Electronic boarding passes save you scrabbling for pieces of paper. The British Airways app (iPhone, Android, Windows Phone, BlackBerry; free) is one of the best around. It's simple and informative. But now there's a new app which comes built in to the iPhone called Passbook (iPhone, free). It gathers together your store cards, money-off coupons, concert tickets and boarding passes in one place. United and Delta are signed up already and more airlines will join. The neatest thing is that when you get to the airport, the phone's GPS knows this and automatically loads the boarding pass onscreen.
Once abroad, you'll need to find your way around. Apple has just updated its maps software with cute photo-realistic 3D representations of buildings in some central city locations. However, you need a data connection to make it work and overseas roaming costs add up fast. The new version of Nokia Maps, out next month on Nokia's latest Windows Phone handsets, allows you to download country maps in advance and offers turn-by-turn navigation without data.
If you don't speak the lingo where you're going, you'll need help. There are plenty of good apps, but the best is Google Translate (iPhone, Android; free). Again, you'll need to have a data connection for this.
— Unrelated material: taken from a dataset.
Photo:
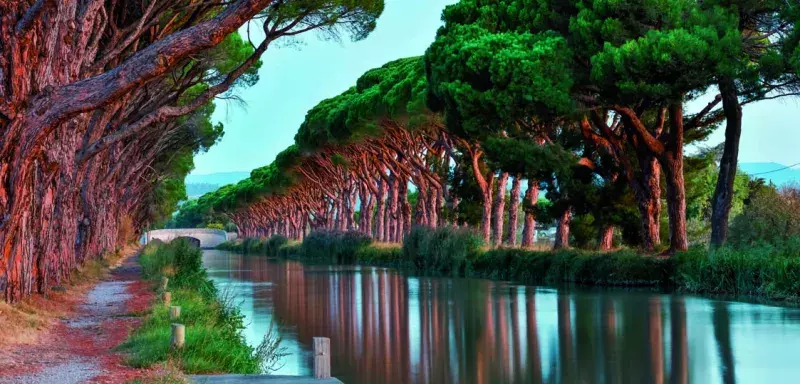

Speak into the phone: your words go to Google's servers to be translated into one of 64 languages, then show up as translated text onscreen; most are also relayed as spoken words. A conversation mode means that it knows to listen to the other party in Spanish, say, and translate to English. Slightly magical.
If you're in New York, one of the coolest apps is New York Nearest Subway (iPhone; £1.49). It uses AR (augmented reality), where the view from the phone's camera is supplemented onscreen by extra information. Hold the phone in front of you and colour-coded signs appear to float in the air, pointing to the nearest station. There are now companion apps for lots of cities, including Paris, London, Barcelona, Chicago and Tokyo.
Among apps that provide useful information without data charges are travel guides, including TripAdvisor Offline City Guides (iPhone, Android; free). There are more than 50 cities, with maps, photos, tourist attractions, restaurants and more, plus TripAdvisor reviews. Rather than putting the whole thing on your phone, choose cities to download before you travel.
While you're away, send a postcard home using Touchnote Postcards (iPhone, iPad, Android; free). Take a photo on the phone, choose the recipient's address, write your message and it's done. It'll be delivered on glossy card to an address anywhere in the world. Each postcard costs £1.49 and you can buy credit in advance.
Finally, keep the kids happy with Barefoot World Atlas (iPad, iPhone; £2.99), an interactive 3D globe with clever graphics that illuminate wildlife, landmarks and shipping vessels, along with interesting country stats.